Ever optimistic, ESA's engineering and science teams never stopped believing that the comet's changing solar geometry would eventually provide enough sunlight to bring the lander out of its electronic hibernation. That's now happened, as a joyful ESA press release announced earlier today. About 85 seconds of telemetry reached Earth late yesterday, relayed via the comet-orbiting mother ship Rosetta, at 20:28 Universal Time.

Philae appears to be in good shape despite seven months of inactivity, reporting that its internal temperature is –35ºC and that it has 24 watts of electricity available. Apparently the lander revived sometime before yesterday. "We have also received historical data," notes Stephan Ulamec, who heads the Philae team from the German Aerospace Center (DLR).

ESA engineers are awaiting further transmissions from the lander, which can only occur when Rosetta is within view.
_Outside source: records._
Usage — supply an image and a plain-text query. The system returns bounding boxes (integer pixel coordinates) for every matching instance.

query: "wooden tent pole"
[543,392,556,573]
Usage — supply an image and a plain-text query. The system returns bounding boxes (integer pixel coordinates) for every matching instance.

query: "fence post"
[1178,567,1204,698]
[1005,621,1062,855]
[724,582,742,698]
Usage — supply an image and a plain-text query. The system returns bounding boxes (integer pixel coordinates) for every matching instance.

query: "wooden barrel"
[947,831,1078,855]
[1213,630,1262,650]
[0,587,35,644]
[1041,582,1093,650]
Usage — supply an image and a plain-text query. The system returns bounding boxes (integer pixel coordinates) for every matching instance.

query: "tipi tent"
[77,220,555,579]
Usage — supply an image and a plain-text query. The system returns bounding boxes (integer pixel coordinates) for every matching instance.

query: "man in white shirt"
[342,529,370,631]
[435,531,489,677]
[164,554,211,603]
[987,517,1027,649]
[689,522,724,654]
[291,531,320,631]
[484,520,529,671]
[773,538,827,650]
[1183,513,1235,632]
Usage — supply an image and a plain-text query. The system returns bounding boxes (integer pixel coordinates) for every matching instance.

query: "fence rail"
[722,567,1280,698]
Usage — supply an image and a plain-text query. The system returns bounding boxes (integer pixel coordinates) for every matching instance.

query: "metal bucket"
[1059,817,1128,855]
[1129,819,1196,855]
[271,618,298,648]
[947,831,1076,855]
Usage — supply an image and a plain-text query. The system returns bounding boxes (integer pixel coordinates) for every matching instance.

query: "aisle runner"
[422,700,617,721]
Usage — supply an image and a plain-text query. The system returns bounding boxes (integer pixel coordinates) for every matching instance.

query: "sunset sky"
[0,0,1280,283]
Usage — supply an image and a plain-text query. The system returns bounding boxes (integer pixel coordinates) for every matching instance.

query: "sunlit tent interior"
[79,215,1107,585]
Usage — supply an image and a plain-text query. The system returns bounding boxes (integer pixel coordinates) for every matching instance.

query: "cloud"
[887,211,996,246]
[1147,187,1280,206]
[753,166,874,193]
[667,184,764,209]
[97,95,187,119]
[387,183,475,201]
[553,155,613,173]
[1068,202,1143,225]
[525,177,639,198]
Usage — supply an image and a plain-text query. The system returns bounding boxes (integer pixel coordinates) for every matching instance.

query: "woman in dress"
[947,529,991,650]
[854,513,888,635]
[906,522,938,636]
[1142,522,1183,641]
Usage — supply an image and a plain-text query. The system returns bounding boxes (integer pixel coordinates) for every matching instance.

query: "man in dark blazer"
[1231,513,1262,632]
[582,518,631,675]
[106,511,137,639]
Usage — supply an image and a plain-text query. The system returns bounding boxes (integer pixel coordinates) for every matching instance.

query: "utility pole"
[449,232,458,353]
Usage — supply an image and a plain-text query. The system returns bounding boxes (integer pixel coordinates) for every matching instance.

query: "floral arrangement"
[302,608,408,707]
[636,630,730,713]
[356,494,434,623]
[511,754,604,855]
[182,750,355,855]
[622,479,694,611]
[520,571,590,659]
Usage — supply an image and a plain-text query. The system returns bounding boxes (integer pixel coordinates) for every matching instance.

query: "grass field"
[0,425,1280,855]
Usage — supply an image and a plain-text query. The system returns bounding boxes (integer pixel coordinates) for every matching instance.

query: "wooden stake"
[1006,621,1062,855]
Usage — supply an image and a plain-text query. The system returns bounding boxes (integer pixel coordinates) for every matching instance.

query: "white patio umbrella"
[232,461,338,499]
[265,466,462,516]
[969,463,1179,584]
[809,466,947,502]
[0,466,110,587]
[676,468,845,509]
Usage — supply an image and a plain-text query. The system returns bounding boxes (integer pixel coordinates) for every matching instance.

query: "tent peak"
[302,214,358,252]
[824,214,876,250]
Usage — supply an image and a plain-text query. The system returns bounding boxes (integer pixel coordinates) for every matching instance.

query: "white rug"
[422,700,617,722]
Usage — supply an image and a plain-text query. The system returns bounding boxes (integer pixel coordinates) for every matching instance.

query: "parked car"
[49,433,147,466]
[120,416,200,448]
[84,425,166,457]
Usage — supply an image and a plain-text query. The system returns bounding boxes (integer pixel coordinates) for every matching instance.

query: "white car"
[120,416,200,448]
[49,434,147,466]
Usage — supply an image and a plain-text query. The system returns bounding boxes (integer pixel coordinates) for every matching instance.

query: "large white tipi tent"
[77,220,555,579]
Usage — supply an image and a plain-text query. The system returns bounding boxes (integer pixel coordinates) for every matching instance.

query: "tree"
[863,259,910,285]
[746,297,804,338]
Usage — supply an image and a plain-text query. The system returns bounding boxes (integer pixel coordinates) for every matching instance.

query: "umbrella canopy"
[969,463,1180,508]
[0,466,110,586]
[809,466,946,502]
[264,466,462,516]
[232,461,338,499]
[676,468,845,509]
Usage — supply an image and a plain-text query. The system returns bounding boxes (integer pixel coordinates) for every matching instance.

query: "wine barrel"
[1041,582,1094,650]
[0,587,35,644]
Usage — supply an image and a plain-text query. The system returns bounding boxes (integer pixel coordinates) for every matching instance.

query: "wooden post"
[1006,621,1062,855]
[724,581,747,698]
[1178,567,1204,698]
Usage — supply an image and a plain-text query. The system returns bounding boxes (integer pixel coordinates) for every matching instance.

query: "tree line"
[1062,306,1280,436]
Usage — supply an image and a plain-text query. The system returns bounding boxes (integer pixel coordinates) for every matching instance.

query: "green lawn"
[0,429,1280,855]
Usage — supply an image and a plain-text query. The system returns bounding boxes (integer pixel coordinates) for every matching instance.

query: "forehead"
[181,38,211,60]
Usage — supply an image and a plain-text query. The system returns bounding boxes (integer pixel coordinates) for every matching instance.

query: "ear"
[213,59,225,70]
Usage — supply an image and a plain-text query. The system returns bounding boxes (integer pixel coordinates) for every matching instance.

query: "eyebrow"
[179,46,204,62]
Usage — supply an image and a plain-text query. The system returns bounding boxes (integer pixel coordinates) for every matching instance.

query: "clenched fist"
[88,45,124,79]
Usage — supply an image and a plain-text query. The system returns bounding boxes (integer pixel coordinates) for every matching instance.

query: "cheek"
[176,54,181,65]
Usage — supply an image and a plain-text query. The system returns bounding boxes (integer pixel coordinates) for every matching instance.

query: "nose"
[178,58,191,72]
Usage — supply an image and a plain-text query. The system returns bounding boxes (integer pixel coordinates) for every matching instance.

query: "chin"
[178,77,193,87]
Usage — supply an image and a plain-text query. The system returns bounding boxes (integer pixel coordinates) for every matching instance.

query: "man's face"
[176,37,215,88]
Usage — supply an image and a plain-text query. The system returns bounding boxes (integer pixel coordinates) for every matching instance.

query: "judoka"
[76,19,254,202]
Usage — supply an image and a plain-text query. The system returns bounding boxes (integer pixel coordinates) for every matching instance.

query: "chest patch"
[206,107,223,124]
So far 300 packets of data have been received, but more than 8,000 data packets are stored in Philae’s mass memory. Those data should reveal details about the comet's activity over the past few days.

Ever since it fell silent, efforts to figure out exactly where Philae landed on the comet's very irregularly shaped nucleus. Using visual and radio tracking after the landing last year, combined with a radio beacon from the CONSERT radar experiment aboard Philae, searchers had recently narrowed the possible landing sites to a few areas. Close-ups taken after the landing in mid-December even revealed a tantalizing bright spot that, perhaps, revealed Philae amid a rubble field. Presumably, now that it's transmitting again, a firm location can be quickly established.

More importantly, a healthy Philae can potentially add important ground-zero measurements as the nucleus of Comet 67P becomes more active en route to its perihelion on August 10th.